PNG Technical Details
Compression Ratio
Typical PNG compression ratios:
- Simple logos: 6:1 to 10:1 compression (very efficient)
- Screenshots: 3:1 to 5:1 compression (good)
- Complex photos: 1.5:1 to 2:1 compression (poor - use JPEG instead)
Color Depth Options
PNG supports different color depths:
- PNG-8: 256 colors, smaller files, good for simple graphics
- PNG-24: 16 million colors, larger files, good for complex images
- PNG-32: 16 million colors + transparency, best for logos with shadows
Transparency Support
PNG offers two types:
- 8-bit transparency (PNG-8): Each pixel is either fully transparent or fully opaque (256 levels)
- Full alpha transparency (PNG-24/32): 256 levels of transparency per pixel (smooth edges, drop shadows)
Real-World Usage Examples
E-commerce Website
PNG for:
- Product category icons
- Logo in header
- Trust badges and certifications
- Payment method icons
JPEG for:
- Product photos
- Banner images
- Lifestyle photography
Blog Website
PNG for:
- Site logo
- Social media icons
- Custom illustrations with text
- Infographic elements
JPEG for:
- Featured images
- Author photos
- Post thumbnails
- Background images
Common Questions Answered
Can PNG be converted to JPEG without quality loss?

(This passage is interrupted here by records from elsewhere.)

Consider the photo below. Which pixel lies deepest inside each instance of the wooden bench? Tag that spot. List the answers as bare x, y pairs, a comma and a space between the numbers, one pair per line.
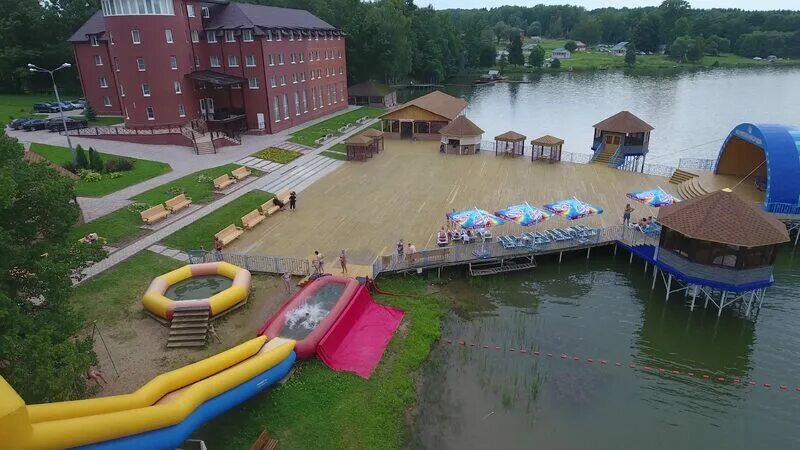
154, 214
223, 181
229, 234
251, 219
177, 203
241, 173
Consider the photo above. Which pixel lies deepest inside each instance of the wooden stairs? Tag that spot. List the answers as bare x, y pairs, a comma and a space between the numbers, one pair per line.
189, 327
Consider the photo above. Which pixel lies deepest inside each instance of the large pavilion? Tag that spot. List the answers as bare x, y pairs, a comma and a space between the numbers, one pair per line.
423, 117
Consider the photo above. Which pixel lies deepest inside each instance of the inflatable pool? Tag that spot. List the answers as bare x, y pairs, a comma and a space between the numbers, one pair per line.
197, 285
308, 315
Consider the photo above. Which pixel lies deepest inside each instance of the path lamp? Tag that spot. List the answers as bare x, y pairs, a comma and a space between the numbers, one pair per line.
34, 68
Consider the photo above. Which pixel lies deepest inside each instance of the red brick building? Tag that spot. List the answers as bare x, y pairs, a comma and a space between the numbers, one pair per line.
239, 66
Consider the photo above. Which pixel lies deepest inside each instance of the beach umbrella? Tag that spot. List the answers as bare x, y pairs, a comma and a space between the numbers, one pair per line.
572, 209
654, 197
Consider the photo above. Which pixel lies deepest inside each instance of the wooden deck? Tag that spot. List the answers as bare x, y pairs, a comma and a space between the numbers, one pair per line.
405, 191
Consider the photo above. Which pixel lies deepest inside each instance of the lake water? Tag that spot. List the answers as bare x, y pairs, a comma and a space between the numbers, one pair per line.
692, 112
603, 308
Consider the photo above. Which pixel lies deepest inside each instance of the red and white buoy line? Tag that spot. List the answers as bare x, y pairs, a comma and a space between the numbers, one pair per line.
603, 362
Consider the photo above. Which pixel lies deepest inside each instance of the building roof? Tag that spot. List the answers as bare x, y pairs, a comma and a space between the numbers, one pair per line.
436, 102
95, 25
461, 127
624, 122
510, 136
723, 217
547, 141
369, 89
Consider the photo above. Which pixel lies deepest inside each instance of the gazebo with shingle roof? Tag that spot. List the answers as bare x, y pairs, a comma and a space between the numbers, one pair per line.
513, 144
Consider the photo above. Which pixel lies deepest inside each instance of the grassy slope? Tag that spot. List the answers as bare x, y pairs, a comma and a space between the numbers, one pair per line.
142, 170
202, 231
308, 135
338, 409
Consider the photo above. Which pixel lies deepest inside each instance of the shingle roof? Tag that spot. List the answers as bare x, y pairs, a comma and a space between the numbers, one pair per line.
461, 126
624, 122
723, 217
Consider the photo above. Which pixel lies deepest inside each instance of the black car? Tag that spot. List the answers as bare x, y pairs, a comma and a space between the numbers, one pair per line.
36, 124
72, 124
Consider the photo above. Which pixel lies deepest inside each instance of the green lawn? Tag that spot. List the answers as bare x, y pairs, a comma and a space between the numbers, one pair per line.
308, 135
340, 409
142, 170
201, 232
108, 298
278, 155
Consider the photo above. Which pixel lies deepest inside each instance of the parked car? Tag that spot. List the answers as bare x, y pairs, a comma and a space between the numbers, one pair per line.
36, 124
72, 124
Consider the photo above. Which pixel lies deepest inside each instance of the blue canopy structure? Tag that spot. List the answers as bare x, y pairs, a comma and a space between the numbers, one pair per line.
770, 151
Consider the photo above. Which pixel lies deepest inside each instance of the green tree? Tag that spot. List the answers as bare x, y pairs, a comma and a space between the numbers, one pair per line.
515, 51
536, 58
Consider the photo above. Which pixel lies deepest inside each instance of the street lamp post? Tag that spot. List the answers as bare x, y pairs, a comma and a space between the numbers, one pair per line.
34, 68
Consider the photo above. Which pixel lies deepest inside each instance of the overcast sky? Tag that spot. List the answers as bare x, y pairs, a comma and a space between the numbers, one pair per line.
592, 4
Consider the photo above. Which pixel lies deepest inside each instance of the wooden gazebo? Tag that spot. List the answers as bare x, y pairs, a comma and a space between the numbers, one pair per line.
377, 138
547, 148
359, 148
509, 143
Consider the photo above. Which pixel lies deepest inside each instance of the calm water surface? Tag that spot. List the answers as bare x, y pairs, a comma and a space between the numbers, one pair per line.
692, 112
604, 309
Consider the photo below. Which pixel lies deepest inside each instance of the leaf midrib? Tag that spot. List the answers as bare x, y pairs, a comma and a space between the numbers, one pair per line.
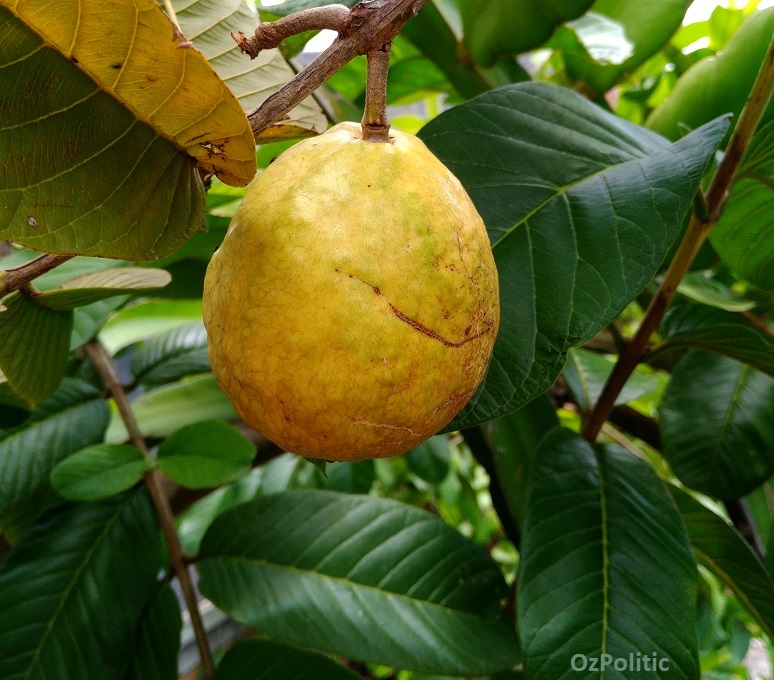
339, 579
74, 580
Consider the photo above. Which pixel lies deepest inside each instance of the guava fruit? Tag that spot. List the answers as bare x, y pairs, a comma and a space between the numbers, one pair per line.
353, 306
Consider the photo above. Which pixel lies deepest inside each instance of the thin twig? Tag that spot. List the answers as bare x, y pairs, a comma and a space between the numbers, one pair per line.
694, 237
17, 277
376, 127
370, 25
99, 357
271, 34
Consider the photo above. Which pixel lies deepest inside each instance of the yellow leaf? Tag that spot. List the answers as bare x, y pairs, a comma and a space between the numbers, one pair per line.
207, 24
133, 52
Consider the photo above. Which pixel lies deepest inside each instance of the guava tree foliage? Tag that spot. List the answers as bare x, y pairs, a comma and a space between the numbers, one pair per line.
602, 505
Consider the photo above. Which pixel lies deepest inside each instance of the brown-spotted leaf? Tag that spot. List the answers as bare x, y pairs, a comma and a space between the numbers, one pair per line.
132, 51
103, 116
208, 24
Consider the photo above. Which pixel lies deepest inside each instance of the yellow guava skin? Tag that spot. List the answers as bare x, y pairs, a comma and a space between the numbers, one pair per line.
353, 306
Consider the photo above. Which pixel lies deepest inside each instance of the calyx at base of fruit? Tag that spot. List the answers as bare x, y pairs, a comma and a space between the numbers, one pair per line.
353, 306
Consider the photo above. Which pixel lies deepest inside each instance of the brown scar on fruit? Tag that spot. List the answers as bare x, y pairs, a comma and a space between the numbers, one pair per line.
416, 325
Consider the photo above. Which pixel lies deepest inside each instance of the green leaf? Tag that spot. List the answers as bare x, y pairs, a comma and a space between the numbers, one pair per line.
586, 373
58, 620
162, 411
208, 25
15, 410
721, 549
647, 26
98, 471
172, 355
88, 288
744, 234
595, 38
288, 471
716, 426
267, 660
357, 477
712, 329
494, 28
513, 441
74, 417
436, 33
206, 454
87, 320
337, 572
146, 319
716, 85
430, 460
158, 639
606, 565
139, 197
34, 344
581, 208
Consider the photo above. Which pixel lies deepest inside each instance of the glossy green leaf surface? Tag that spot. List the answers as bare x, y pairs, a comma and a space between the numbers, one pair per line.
357, 477
34, 343
581, 208
158, 639
721, 549
513, 441
716, 426
367, 578
267, 660
98, 472
708, 328
74, 417
430, 460
172, 355
288, 471
206, 454
586, 373
141, 198
73, 588
162, 411
647, 26
606, 565
744, 234
717, 85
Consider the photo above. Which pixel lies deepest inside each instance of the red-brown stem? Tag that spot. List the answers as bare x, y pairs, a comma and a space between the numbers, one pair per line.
694, 237
271, 34
17, 277
376, 127
98, 355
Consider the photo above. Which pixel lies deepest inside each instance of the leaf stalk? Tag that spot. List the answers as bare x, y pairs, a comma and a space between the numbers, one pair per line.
98, 356
694, 237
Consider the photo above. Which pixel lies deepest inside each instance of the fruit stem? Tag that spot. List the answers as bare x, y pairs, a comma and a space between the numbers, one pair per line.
101, 360
376, 127
700, 225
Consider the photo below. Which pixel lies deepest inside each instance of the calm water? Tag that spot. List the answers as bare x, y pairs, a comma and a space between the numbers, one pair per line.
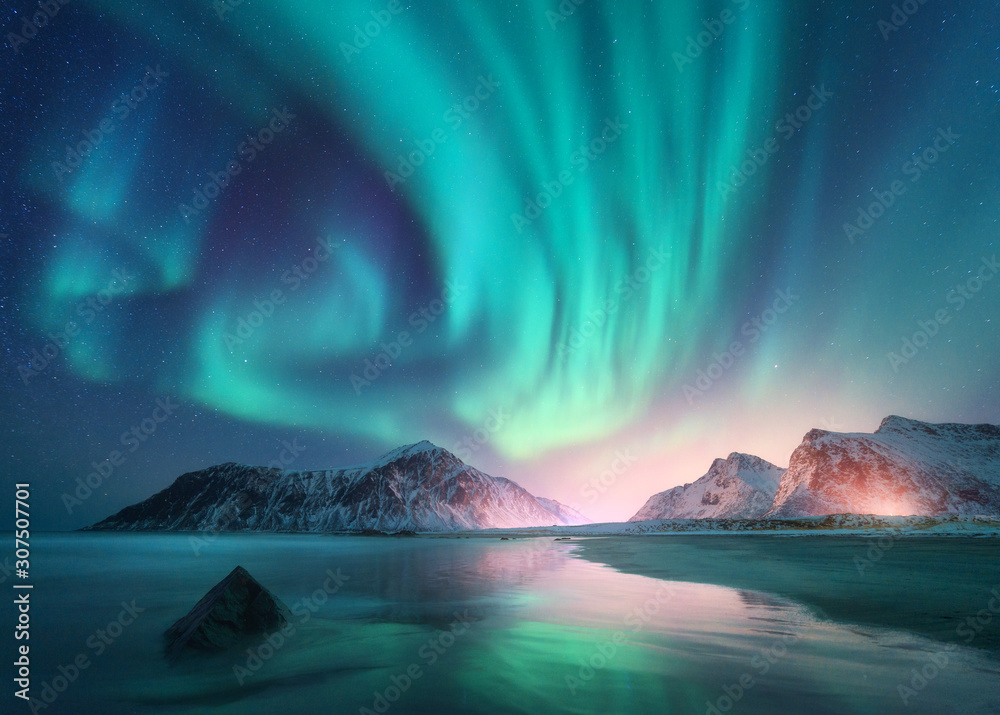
458, 626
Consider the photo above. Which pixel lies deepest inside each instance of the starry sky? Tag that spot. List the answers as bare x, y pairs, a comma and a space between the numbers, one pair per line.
587, 246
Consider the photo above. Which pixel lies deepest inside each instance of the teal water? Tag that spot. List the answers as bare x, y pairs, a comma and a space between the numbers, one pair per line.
444, 625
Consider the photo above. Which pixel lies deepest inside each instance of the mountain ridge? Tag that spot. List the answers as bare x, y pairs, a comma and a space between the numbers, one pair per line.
416, 487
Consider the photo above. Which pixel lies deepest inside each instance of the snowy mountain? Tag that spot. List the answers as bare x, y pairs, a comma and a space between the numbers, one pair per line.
739, 487
420, 487
905, 467
564, 515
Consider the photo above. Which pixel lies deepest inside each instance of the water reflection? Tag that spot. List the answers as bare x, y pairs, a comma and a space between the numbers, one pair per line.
467, 626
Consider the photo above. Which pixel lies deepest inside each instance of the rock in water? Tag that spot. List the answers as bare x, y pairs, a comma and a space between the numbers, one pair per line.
236, 607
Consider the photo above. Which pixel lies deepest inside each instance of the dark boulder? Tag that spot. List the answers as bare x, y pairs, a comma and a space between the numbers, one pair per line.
235, 608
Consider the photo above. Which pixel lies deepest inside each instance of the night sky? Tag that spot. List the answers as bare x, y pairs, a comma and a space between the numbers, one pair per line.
562, 241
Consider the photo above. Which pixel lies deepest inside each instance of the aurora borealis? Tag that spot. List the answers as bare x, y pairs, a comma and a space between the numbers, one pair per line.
534, 231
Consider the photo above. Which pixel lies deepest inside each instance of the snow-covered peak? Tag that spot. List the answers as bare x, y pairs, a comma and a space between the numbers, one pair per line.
904, 467
421, 448
740, 486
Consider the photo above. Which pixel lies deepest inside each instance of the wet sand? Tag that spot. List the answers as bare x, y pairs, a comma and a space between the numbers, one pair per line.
929, 586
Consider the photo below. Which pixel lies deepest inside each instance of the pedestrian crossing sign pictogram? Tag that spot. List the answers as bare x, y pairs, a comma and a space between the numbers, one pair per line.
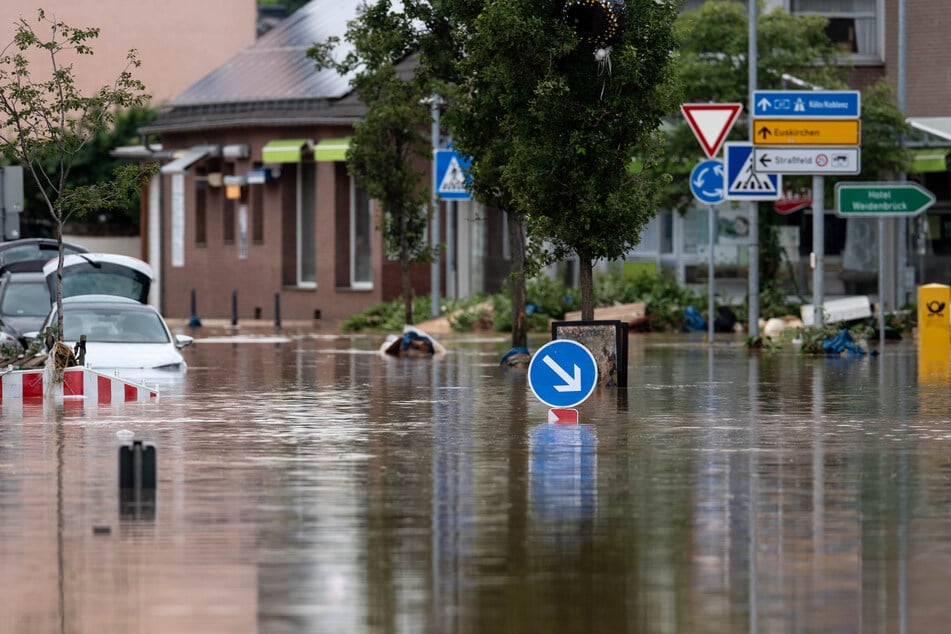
452, 179
742, 181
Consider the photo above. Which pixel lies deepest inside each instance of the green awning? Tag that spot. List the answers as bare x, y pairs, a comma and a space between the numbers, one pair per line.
332, 150
930, 160
284, 150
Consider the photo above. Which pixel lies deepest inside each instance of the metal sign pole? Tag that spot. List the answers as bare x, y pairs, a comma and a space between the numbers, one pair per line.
711, 228
881, 283
434, 281
818, 247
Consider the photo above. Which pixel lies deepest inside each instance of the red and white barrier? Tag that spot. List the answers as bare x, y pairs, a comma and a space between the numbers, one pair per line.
79, 383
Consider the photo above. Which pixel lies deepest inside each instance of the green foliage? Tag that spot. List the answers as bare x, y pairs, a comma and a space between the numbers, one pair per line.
50, 128
552, 131
47, 123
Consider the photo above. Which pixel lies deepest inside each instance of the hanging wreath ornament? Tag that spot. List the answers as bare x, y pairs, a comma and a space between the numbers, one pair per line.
597, 22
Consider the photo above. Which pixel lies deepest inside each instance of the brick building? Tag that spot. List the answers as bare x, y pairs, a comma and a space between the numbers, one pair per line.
254, 200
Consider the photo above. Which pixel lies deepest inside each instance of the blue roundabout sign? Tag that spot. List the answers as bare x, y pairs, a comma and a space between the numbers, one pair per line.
707, 182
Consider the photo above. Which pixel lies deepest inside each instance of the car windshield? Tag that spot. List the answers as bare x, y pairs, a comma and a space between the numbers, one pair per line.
26, 298
104, 279
112, 325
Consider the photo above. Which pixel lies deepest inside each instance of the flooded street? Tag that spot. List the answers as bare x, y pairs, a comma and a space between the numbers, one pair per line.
312, 485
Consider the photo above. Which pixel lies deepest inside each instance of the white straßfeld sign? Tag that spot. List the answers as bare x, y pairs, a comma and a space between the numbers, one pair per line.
819, 161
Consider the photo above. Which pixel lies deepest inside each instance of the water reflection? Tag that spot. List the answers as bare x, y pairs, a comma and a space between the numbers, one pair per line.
314, 486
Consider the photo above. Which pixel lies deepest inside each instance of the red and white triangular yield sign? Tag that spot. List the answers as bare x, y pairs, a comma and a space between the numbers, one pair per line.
711, 122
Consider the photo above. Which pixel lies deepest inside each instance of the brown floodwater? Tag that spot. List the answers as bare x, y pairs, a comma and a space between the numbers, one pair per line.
312, 485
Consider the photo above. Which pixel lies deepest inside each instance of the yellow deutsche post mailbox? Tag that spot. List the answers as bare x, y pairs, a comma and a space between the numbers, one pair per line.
934, 333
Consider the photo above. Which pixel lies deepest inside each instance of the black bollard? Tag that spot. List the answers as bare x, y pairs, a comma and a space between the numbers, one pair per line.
234, 308
137, 480
194, 321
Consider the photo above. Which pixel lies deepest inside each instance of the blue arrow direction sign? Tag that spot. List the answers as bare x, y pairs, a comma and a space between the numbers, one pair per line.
562, 373
706, 182
452, 178
805, 104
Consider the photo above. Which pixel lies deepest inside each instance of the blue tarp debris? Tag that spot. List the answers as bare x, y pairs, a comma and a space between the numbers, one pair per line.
519, 355
842, 342
693, 320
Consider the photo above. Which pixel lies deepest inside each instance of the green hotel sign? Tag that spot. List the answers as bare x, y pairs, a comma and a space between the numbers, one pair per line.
881, 199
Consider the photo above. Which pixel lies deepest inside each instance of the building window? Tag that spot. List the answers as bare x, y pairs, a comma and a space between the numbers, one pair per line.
201, 210
257, 214
307, 225
361, 234
853, 24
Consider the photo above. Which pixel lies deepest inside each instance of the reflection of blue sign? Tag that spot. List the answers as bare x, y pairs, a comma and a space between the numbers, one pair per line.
562, 373
742, 181
706, 182
804, 104
563, 484
452, 179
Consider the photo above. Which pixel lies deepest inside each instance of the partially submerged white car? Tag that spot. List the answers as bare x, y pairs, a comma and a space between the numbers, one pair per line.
104, 298
121, 334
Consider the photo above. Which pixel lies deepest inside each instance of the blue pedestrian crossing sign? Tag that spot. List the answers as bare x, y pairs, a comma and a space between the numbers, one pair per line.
706, 182
562, 373
452, 179
743, 182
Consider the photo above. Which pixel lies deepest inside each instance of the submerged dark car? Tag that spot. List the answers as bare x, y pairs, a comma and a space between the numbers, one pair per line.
34, 250
24, 298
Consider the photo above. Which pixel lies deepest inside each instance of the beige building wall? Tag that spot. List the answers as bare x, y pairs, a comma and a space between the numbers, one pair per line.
178, 41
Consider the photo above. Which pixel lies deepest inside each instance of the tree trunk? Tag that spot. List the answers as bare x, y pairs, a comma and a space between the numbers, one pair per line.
405, 280
586, 281
517, 278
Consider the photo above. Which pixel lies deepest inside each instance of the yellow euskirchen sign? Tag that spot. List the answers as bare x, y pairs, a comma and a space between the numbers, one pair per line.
806, 132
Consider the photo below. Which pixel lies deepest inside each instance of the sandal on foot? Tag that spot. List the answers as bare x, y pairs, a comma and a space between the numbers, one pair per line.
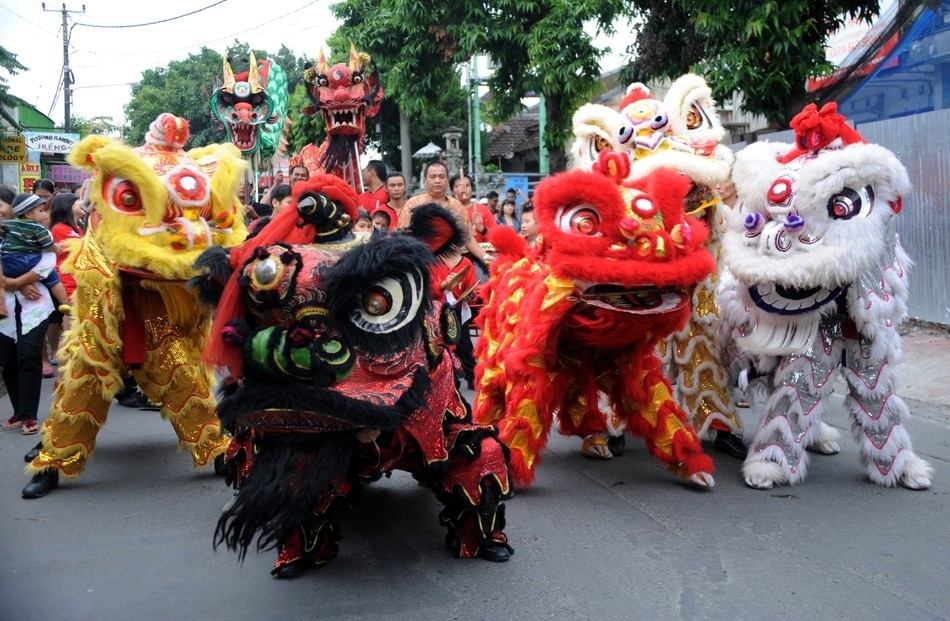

No. When you convert PNG to JPEG, the JPEG compression will add some quality loss because JPEG is a lossy format. However, the quality loss might not be visible to human eyes for photos.
Is PNG better quality than JPEG?
For logos, text, and graphics - yes, PNG is better because it's lossless. For photographs - not really. JPEG quality loss is barely noticeable in photos, and file sizes are much smaller.
Why are my PNG files so large?
Because PNG preserves every pixel perfectly (lossless). For complex images like photos, there's not much repeating data to compress, so files stay large. Use JPEG for photos instead.
Can I use PNG for all images on my website?
Technically yes, but it's not recommended. Your website will load very slowly because PNG files are much larger than needed for photos. Use PNG only for logos, icons, and graphics with text.
Best Practices Summary
Use PNG for:
- ✅ Company logos and branding
- ✅ Screenshots with text
- ✅ Graphics with sharp edges
- ✅ Images needing transparency
- ✅ Icons and UI elements
- ✅ Infographics with text
Use JPEG/WebP for:
- ❌ Photographs and complex images
- ❌ Large background images
- ❌ Photo galleries
- ❌ Hero section backgrounds
- ❌ Author photos and portraits
Quick tip: PNG is lossless and perfect for logos and graphics, but use JPEG or WebP for photos. Most modern websites use a mix of both formats - PNG for UI elements and JPEG/WebP for photography. Let your Image CDN automatically choose the best format based on content.
Understanding compression types helps you make better decisions for website performance.